Q. You attributed a lot of your success at the Open last year to your newly married status. 12 months on, is life still as good, and is that putting a spring in your golf game?
GREG NORMAN: You guys are really good, because we still have the spring in our step, still play tennis every day. I'm actually getting better, she's probably getting slower. (Laughter.) No, it's all great. Thank you. We've had a great 12 months. It's gone by so fast.
We look back on it and go wow, 12 months ago this is where we are, and that's why, you have to enjoy it while you can, because time travels so fast nowadays. And in that time period we've seen a lot of people get married and a lot of people pass away. You just appreciate what you've got while you've got it.
Q. Have you beaten her at tennis yet?
GREG NORMAN: I take one or two points off her, but when she wants to win five or six or ten in a row, she can do that easily, too. No, we still play every day as much as we can.

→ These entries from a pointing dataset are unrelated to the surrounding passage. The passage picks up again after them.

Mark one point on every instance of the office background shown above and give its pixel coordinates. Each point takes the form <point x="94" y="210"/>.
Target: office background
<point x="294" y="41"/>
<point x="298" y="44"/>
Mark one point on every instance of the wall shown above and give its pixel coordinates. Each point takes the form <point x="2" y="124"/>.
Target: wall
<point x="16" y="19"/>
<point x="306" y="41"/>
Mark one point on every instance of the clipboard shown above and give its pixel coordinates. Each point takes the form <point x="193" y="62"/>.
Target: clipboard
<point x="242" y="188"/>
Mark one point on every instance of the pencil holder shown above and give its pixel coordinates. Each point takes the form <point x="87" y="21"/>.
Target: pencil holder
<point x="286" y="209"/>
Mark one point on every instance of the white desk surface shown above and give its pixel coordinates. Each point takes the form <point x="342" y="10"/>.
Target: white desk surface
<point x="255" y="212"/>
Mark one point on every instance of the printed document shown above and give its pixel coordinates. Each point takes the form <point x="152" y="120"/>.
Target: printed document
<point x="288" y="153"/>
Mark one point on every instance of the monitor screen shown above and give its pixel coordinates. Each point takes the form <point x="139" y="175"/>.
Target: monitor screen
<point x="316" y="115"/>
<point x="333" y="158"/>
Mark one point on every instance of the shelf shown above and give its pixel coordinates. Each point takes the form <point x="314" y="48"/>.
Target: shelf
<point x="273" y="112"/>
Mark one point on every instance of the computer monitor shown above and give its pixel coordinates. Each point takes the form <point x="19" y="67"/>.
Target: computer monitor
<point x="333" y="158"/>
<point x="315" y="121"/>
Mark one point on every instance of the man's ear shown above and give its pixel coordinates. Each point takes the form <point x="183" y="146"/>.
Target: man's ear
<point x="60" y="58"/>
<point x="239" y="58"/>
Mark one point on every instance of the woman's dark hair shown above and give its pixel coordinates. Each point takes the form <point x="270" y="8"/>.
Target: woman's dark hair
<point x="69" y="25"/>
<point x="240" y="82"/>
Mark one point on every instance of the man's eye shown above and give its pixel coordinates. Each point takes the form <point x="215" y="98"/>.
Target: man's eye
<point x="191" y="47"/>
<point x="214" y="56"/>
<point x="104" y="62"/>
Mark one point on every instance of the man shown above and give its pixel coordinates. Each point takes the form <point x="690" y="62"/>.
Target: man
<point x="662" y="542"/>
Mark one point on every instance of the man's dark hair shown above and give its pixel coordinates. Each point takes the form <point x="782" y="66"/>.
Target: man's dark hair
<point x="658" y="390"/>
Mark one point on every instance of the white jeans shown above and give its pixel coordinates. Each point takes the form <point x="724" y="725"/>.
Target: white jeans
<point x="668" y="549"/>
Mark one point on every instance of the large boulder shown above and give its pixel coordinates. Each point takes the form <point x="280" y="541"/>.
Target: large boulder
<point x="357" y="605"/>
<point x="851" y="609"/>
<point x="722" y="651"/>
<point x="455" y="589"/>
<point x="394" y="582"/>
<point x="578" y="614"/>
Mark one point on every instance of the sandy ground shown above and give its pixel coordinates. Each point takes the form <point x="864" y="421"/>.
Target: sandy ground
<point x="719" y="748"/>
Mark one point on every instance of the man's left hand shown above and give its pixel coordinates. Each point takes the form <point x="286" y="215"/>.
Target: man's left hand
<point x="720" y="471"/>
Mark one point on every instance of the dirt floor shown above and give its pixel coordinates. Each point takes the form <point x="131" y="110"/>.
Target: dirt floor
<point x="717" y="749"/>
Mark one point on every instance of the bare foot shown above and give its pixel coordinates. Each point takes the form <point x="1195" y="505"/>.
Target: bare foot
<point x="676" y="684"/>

Q. Your you talked about looking ahead for St. Andrews next year and finding that enticing. I'm wondering this week, too, the nature of this place is it's a shot-makers' course. Course management skills are also important. Does that play into the hands of the more experienced players?
GREG NORMAN: Oh, absolutely. I kind of answered that question a little bit earlier. It does. Really it's -- you call it a shot-makers', it's a player who can visualise a shot and execute that shot that he wants to see every time.
There's not really an easy shot out here on this golf course. Right from the very first tee shot you've got land mines out there waiting to grab you. So you have to position yourself. You can tee it off with a 5-iron, like today is probably a 5- or 6-iron off the tee and probably a wedge into the green. But you have to make sure you put that 5- or 6-iron on the fairway, because there's no worse feeling than laying up with a 5-iron and you make a bogey. So it gets you right from the getgo.
There's no really easy -- you turn back into the wind on No. 2, and what is it, 480, 485, and it's probably one of the tightest driving holes out there. So right from the getgo you have to put your thinking cap on, and the experienced players know that.
BERNIE McGUIRE: Thanks for joining us, and we all wish you very well this week.